Newspapers should also consider the role of higher education in the local economy. In many cities, the university is one of the biggest employers in town. Would Memphis's newspaper, The Commercial Appeal drop its coverage of the massive FedEx operation there? Not likely, but there's no full-time reporter who covers the University of Memphis and other nearby colleges. And in medium-size cities, universities are often the largest sponsors of cultural events. If residents learn to look elsewhere for cultural coverage, how is that good for the newspaper?
Finally, the financial health of a newspaper can't improve unless a community grows, and the community won't grow unless it has an educational edge. There's a reason why high-tech centers sprang up near Stanford University and the Massachusetts Institute of Technology. That's also why the governor of New York, Eliot Spitzer, is spreading alarm about the declining prestige of the State University of New York system.

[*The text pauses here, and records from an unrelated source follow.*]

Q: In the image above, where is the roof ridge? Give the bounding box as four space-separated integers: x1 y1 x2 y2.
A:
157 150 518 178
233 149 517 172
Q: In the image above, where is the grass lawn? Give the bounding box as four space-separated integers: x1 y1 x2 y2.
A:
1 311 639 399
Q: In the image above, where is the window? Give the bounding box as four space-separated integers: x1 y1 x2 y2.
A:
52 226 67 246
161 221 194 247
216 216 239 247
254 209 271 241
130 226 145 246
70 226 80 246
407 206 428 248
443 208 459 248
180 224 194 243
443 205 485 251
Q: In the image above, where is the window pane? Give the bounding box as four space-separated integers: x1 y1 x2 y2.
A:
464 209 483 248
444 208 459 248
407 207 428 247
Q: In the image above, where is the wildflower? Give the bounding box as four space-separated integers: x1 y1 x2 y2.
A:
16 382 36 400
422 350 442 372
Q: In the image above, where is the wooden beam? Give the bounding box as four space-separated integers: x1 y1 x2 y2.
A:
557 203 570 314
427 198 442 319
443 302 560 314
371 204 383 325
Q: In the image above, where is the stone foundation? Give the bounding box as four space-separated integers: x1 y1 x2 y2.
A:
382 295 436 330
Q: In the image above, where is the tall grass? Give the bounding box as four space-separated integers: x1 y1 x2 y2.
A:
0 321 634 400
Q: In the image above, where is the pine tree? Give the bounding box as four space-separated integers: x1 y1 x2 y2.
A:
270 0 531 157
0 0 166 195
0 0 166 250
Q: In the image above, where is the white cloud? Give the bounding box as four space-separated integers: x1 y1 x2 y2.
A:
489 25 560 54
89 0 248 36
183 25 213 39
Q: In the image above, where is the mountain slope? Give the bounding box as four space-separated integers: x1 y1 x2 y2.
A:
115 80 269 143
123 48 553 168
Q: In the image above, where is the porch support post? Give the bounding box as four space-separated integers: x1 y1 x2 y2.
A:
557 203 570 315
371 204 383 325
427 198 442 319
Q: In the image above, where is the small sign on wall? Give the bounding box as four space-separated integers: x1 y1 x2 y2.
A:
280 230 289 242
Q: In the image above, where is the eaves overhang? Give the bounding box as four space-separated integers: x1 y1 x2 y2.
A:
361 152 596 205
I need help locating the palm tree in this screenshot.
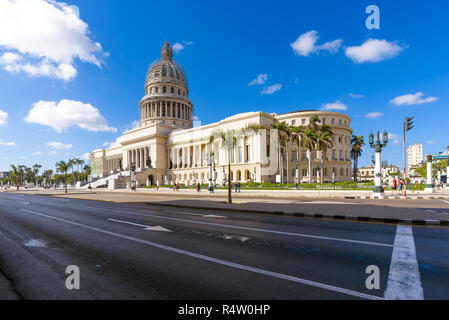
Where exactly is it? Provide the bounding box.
[290,125,305,183]
[10,164,19,190]
[351,135,365,182]
[300,129,318,183]
[270,121,291,184]
[32,163,42,186]
[308,115,321,132]
[209,123,262,204]
[315,124,334,182]
[17,165,26,187]
[55,161,72,193]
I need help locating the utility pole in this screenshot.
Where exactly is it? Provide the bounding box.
[403,117,414,196]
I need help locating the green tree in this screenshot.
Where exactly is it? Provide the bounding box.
[209,123,262,204]
[315,124,334,182]
[10,165,19,190]
[32,163,42,186]
[270,121,291,183]
[351,135,365,182]
[55,161,72,193]
[300,129,318,183]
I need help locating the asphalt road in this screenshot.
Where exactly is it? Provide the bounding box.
[0,192,448,300]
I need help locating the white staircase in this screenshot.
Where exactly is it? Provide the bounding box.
[80,171,131,189]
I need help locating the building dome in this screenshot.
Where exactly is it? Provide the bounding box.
[145,42,188,91]
[139,42,193,129]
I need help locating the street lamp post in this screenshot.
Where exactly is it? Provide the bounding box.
[382,161,388,185]
[130,162,136,191]
[88,167,92,190]
[425,155,434,193]
[295,161,299,189]
[222,166,226,187]
[213,161,217,187]
[369,131,389,198]
[208,153,215,193]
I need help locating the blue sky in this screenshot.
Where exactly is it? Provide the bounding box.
[0,0,448,172]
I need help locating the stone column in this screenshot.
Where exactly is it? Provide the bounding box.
[192,144,197,167]
[425,155,434,193]
[187,146,191,168]
[371,150,385,198]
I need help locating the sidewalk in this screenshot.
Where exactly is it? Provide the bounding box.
[7,187,449,200]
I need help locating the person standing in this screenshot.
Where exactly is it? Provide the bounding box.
[392,177,398,194]
[197,182,201,192]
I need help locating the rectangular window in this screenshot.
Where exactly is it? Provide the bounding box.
[246,145,251,162]
[292,120,296,125]
[266,143,270,158]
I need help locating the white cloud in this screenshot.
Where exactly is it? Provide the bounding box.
[46,141,72,150]
[0,138,15,146]
[320,100,348,111]
[172,42,184,54]
[349,93,364,98]
[261,84,282,95]
[25,99,117,133]
[388,133,400,144]
[345,39,404,64]
[427,140,438,145]
[82,152,91,160]
[32,151,43,155]
[49,150,58,155]
[291,31,342,57]
[390,92,438,106]
[365,112,383,119]
[249,74,268,86]
[0,0,106,81]
[0,109,8,126]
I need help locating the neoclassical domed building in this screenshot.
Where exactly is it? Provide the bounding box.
[90,42,353,187]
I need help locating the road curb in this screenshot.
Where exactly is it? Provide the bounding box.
[145,202,449,227]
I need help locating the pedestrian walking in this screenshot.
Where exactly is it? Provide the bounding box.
[197,182,201,192]
[238,182,241,193]
[234,182,238,193]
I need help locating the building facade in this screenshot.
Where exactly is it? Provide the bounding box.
[408,143,423,172]
[358,165,399,184]
[90,42,353,187]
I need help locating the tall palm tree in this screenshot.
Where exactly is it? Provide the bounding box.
[32,163,42,186]
[315,124,334,182]
[209,123,262,204]
[83,164,91,182]
[10,164,19,190]
[17,165,26,187]
[290,125,305,183]
[308,115,321,132]
[270,121,291,183]
[351,135,365,182]
[55,161,71,193]
[300,129,318,183]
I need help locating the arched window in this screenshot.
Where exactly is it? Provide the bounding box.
[155,87,159,93]
[170,87,174,94]
[163,86,167,93]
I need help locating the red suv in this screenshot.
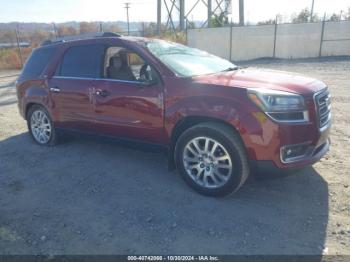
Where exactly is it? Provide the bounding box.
[16,33,331,196]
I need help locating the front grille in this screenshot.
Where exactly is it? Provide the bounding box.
[315,89,331,129]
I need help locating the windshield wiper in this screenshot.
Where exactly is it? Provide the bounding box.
[221,66,239,72]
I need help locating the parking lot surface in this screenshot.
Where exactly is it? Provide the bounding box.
[0,58,349,255]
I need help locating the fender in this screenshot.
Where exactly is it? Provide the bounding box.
[163,92,254,170]
[164,93,252,142]
[22,80,52,119]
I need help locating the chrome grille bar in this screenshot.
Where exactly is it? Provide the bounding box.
[315,89,331,129]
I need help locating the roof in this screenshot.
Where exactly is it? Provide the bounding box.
[40,32,123,46]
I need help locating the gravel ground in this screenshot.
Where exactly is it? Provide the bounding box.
[0,58,349,255]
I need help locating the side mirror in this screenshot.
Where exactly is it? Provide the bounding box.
[140,64,159,86]
[144,78,158,86]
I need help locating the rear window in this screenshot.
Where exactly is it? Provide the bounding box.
[20,47,56,80]
[59,44,105,78]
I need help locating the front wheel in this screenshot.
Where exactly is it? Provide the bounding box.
[175,122,249,197]
[27,105,57,146]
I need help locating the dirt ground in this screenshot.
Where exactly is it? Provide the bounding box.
[0,58,349,255]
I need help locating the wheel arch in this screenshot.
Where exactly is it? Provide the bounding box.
[25,102,49,120]
[167,115,245,170]
[22,83,52,120]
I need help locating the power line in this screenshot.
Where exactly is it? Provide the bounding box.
[124,2,130,35]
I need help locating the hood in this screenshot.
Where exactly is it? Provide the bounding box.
[193,67,327,96]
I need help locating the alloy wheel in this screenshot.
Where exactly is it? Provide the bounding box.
[30,110,52,144]
[183,136,233,189]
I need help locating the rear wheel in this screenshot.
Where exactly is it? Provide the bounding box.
[27,105,57,146]
[175,122,249,197]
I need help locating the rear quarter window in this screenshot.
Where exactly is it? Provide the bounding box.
[19,47,56,81]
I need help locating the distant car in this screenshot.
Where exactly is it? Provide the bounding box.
[16,32,331,196]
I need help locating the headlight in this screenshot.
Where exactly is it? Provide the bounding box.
[248,88,309,122]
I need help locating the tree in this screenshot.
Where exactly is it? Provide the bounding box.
[329,13,341,22]
[187,21,196,29]
[105,24,123,34]
[57,26,77,37]
[292,8,309,23]
[2,30,17,44]
[292,8,319,23]
[29,29,51,46]
[257,19,275,25]
[143,22,157,36]
[210,12,228,27]
[79,22,98,34]
[142,22,167,37]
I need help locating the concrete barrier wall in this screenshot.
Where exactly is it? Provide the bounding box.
[322,21,350,56]
[275,23,322,59]
[187,20,350,61]
[187,27,231,60]
[231,25,275,61]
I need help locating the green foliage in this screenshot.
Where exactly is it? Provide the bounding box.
[187,21,196,29]
[257,19,276,25]
[210,12,228,27]
[329,13,341,21]
[292,8,320,23]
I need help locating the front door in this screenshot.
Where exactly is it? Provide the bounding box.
[92,47,165,143]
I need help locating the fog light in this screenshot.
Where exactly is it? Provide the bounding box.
[281,143,311,162]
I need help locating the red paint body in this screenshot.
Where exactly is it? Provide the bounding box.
[16,36,331,169]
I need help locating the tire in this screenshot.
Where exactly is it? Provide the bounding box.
[27,105,57,146]
[175,122,249,197]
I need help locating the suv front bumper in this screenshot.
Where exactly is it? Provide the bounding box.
[240,110,331,169]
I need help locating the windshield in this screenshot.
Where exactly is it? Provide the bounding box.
[145,40,237,77]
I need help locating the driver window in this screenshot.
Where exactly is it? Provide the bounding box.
[128,53,144,80]
[104,46,156,83]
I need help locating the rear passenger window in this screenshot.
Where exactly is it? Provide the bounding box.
[59,44,105,78]
[19,47,56,81]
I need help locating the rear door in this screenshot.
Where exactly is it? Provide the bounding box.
[48,44,105,132]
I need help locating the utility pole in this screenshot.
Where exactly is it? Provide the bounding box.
[124,2,130,35]
[239,0,244,26]
[310,0,315,22]
[157,0,161,36]
[207,0,212,28]
[15,24,23,69]
[179,0,185,31]
[52,23,58,38]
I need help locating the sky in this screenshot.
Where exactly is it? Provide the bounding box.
[0,0,349,24]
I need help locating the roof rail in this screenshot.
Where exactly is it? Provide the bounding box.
[41,32,122,46]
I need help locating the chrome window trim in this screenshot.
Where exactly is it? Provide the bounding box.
[95,78,148,85]
[52,76,95,80]
[52,76,148,85]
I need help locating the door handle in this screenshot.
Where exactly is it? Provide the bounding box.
[95,89,109,98]
[50,87,60,93]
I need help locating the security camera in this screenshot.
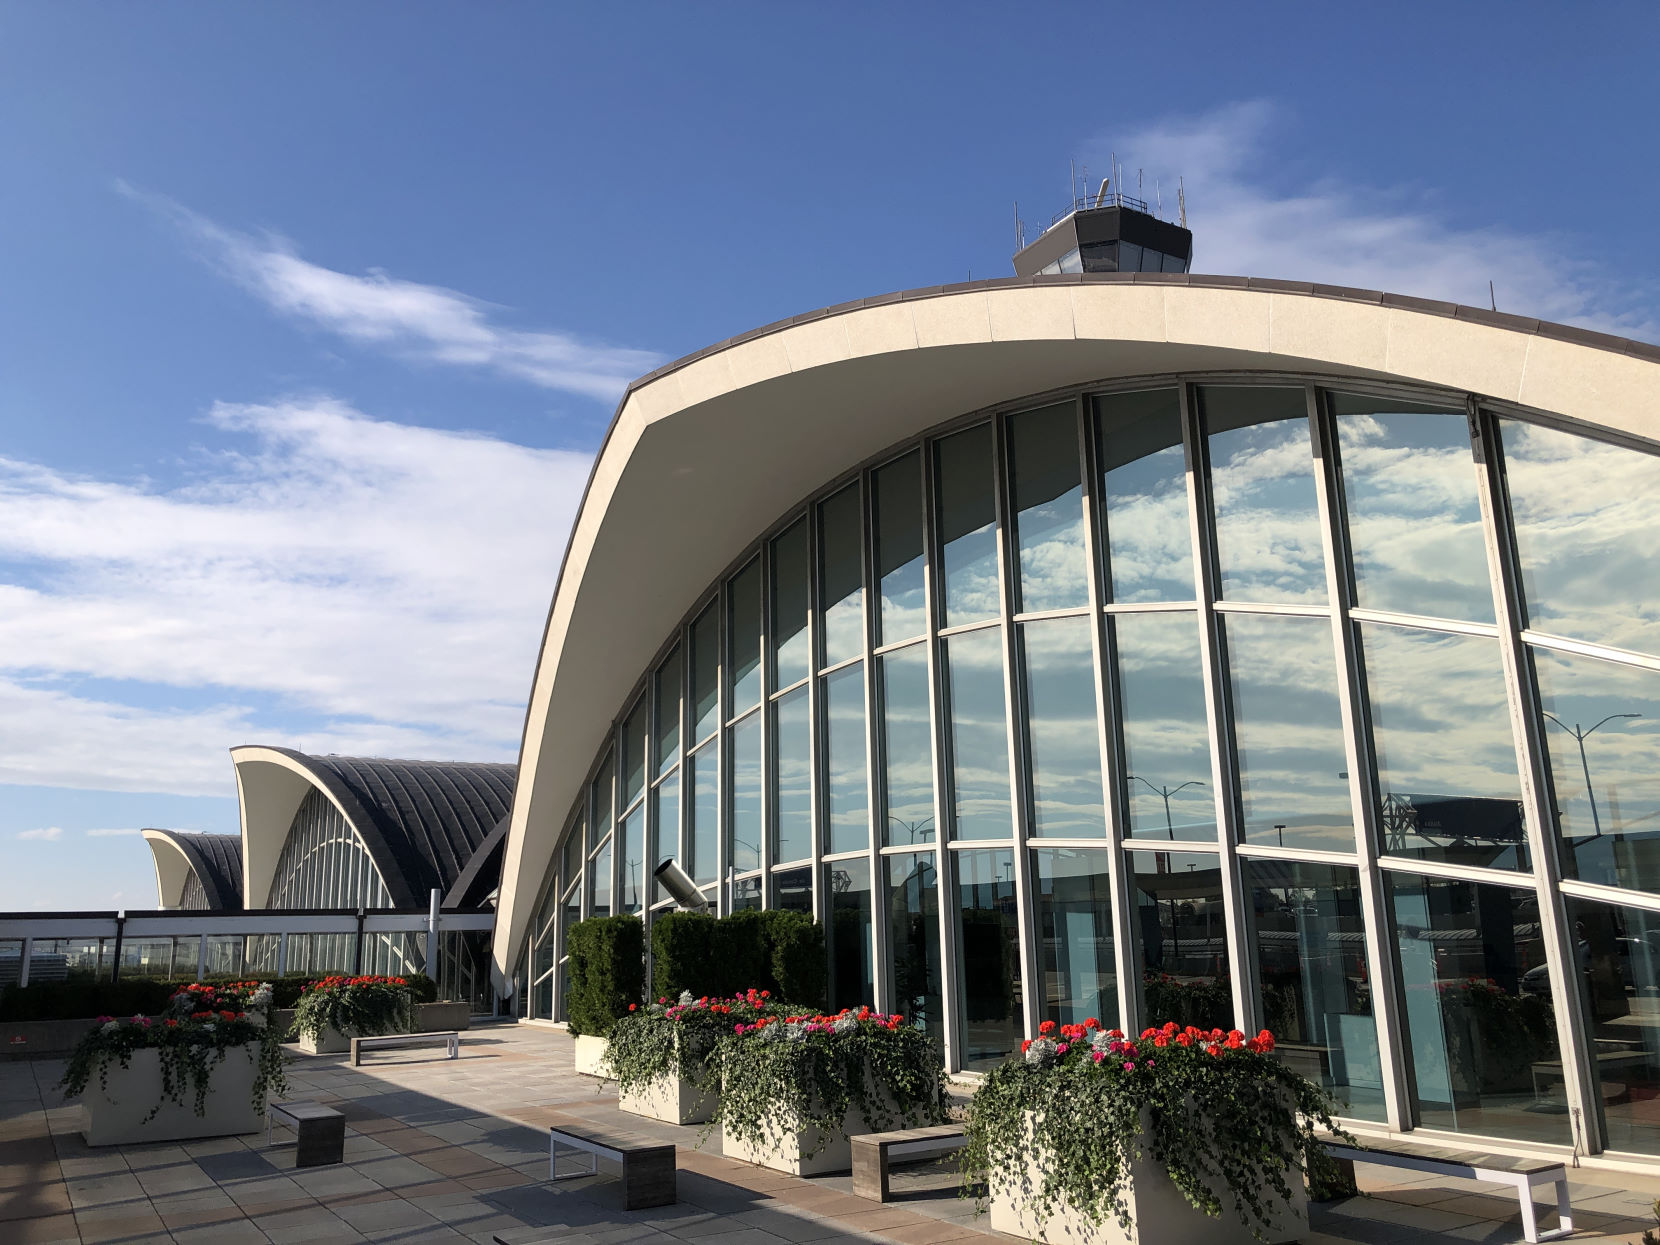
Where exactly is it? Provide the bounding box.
[653,859,710,912]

Academic and intellectual news from colleges may get picked up by newspapers one way or another. But what about the link between higher education and economic development, between colleges and an educated work force?
As for assigning K-12 reporters to cover university news when possible, that's a nonstarter. Elementary and secondary schools have a way of sucking up the time of any reporter assigned to cover them. Besides, higher education is a different animal: The economics and organization are not the same, and the private role is far larger.
Colleges don't seem to be as worried as they might be about the lapsed coverage. Sure, it would have been nice if the ProJo had written a story about the University of Rhode Island scoring well in the new rankings on student satisfaction, but the university, like other higher-education institutions in other places, often tries to work around that lack of coverage by going online: It sends out the news on its 50,000-strong Internet newsletter. Says Linda A. Acciardo, the university's director of communications and marketing, "We can get the people who care about us in a direct way, more so than having to be totally reliant on the media to get the word out."
Thus, the Internet, which triggered many of the cutbacks in news staffs to begin with, appears to be drawing newspapers deeper into irrelevancy, which can only lead to more shrinkages. Not a good cycle for newspapers to be caught in.
But the challenges are not limited to newspaper economics. Colleges should not feel entirely comfortable that their powerful Internet-based communications systems will get the job done. Sure, they will reach students, faculty members, and alumni, but will they make new friends and supporters? New donors, for example, get harder to find when you're chatting only within the "family." And in an era when state and federal lawmakers are talking tough about bringing accountability to higher education, college leaders may find advantages in helping shape those early public conversations — debates that will spill out on the pages of local newspapers.
For all those reasons, college leaders have powerful incentives to put together their best arguments for continued local coverage — admissions concerns, economic impact, cultural events, educated work force — and request a sit-down with the managing editor and city editor. There's a lot to talk about.
Richard Whitmire is president of the National Education Writers Association and an editorial writer for USA Today.